CPU profiling
In addition to execution time and allocations tracking, hotpath also supports CPU sampling. By comparing different profiling reports, you can determine whether a bottleneck is I/O-bound, CPU-bound, or memory-bound. See Sampling comparison for a detailed explanation of how the profiling modes differ.
CPU profiling uses samply and requires some additional system configuration.
Configuring CPU profiling
Start by installing samply:
cargo install samply --locked
and verify version:
samply --version
hotpath is tested to work with version 0.13.x.
Then install the hotpath-samply wrapper binary that ships with hotpath:
cargo install hotpath --bin hotpath-samply --version '^0.16'
Both samply and hotpath-samply must be available in your PATH at runtime. The host process spawns hotpath-samply as a child, which in turn invokes samply to record the profile.
MacOS samply permissions
Run:
samply setup
It will prompt you to sign samply binary so that it can attach to a running process by its PID.
Linux samply permissions
On Linux, CPU profiling requires elevated kernel profiling permissions. Run:
echo -1 | sudo tee /proc/sys/kernel/perf_event_paranoid
echo 0 | sudo tee /proc/sys/kernel/yama/ptrace_scope
echo 0 | sudo tee /proc/sys/kernel/kptr_restrict
These settings allow samply to attach to a running process and collect kernel-level profiling information.
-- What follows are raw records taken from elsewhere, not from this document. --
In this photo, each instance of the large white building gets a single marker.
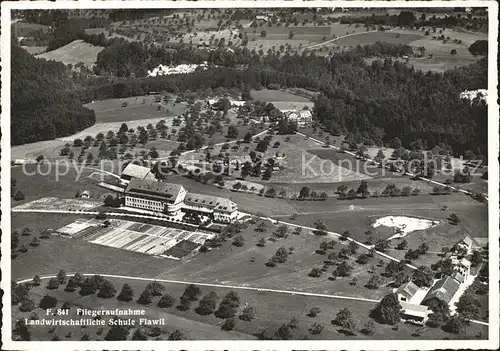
(172, 199)
(133, 171)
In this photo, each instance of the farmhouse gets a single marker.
(417, 314)
(155, 196)
(443, 290)
(466, 244)
(133, 171)
(406, 291)
(303, 118)
(172, 199)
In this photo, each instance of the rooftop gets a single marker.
(410, 288)
(136, 171)
(444, 289)
(214, 202)
(154, 188)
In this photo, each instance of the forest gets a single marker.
(373, 102)
(43, 104)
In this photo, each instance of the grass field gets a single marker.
(277, 96)
(271, 311)
(73, 53)
(34, 50)
(372, 37)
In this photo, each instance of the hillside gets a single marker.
(43, 106)
(73, 53)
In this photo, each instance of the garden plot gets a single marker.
(132, 236)
(58, 204)
(404, 225)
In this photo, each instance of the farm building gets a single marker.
(219, 208)
(443, 290)
(172, 199)
(417, 314)
(303, 118)
(406, 291)
(133, 171)
(466, 244)
(155, 196)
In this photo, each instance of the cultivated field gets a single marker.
(55, 203)
(75, 52)
(372, 37)
(133, 236)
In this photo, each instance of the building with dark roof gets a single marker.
(155, 196)
(406, 291)
(133, 171)
(172, 199)
(443, 290)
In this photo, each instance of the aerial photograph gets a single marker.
(249, 174)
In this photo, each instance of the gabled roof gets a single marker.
(444, 290)
(151, 188)
(213, 202)
(409, 288)
(467, 241)
(458, 277)
(414, 310)
(136, 171)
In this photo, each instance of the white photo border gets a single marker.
(414, 344)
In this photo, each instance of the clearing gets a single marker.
(75, 52)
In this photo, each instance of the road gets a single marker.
(235, 287)
(338, 38)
The configuration is temporary and resets after reboot. Consider persisting it via /etc/sysctl.d/.
Another caveat when using samply with hotpath on Linux is that you must prefix the profiled command with setsid -w. So instead of:
cargo run --features='hotpath,hotpath-alloc,hotpath-cpu'
you should run:
setsid -w cargo run --features='hotpath,hotpath-alloc,hotpath-cpu'
Otherwise the parent process may exit before hotpath finishes the profiling report.
CPU profiling with hotpath
You must build with debug symbols enabled in order to attribute CPU samples to instrumented functions. Symbols are included by default in debug profile builds. --release builds don’t include this info, so you should use a dedicated profile instead:
Cargo.toml
[profile.profiling]
inherits = "release"
debug = true
Now run your example with an additional hotpath-cpu flag:
cargo run --features='hotpath,hotpath-alloc,hotpath-cpu' --profile profiling
it will output a CPU usage report (in addition to wall-clock time and allocations):
+------------------------+---------+---------+
| Function | Samples | % Total |
+------------------------+---------+---------+
| cpu_basic::sync_work | 1915914 | 56.13% |
+------------------------+---------+---------+
| cpu_basic::async_sleep | 14056 | 0.41% |
+------------------------+---------+---------+
| cpu_basic::sync_alloc | 1581 | 0.05% |
+------------------------+---------+---------+
samply load /tmp/hotpath/61089-1778083683167502000/hp.json.gz
You can optionally run the displayed samply load command to open an interactive performance report:
Improving symbols attribution
Currently hotpath correctly attributes CPU usage to module functions instrumented with measure macro. impl functions instrumented with measure require an additional config:
impl Worker {
#[hotpath::measure]
fn run() {
// ...
}
}
This config won’t correctly attribute CPU samples to the run function, because it’s defined in an impl block. You have to explicitly declare impl_type to fix it:
impl Worker {
#[hotpath::measure(impl_type = "Worker")]
fn run() {
// ...
}
}
Alternatively you can use measure_all macro for impl functions to correctly attribute all symbols without additional config:
#[hotpath::measure_all]
impl Worker {
fn run() {
// ...
}
}
Current status
CPU profiling support is still experimental, so bug reports and feedback are highly appreciated.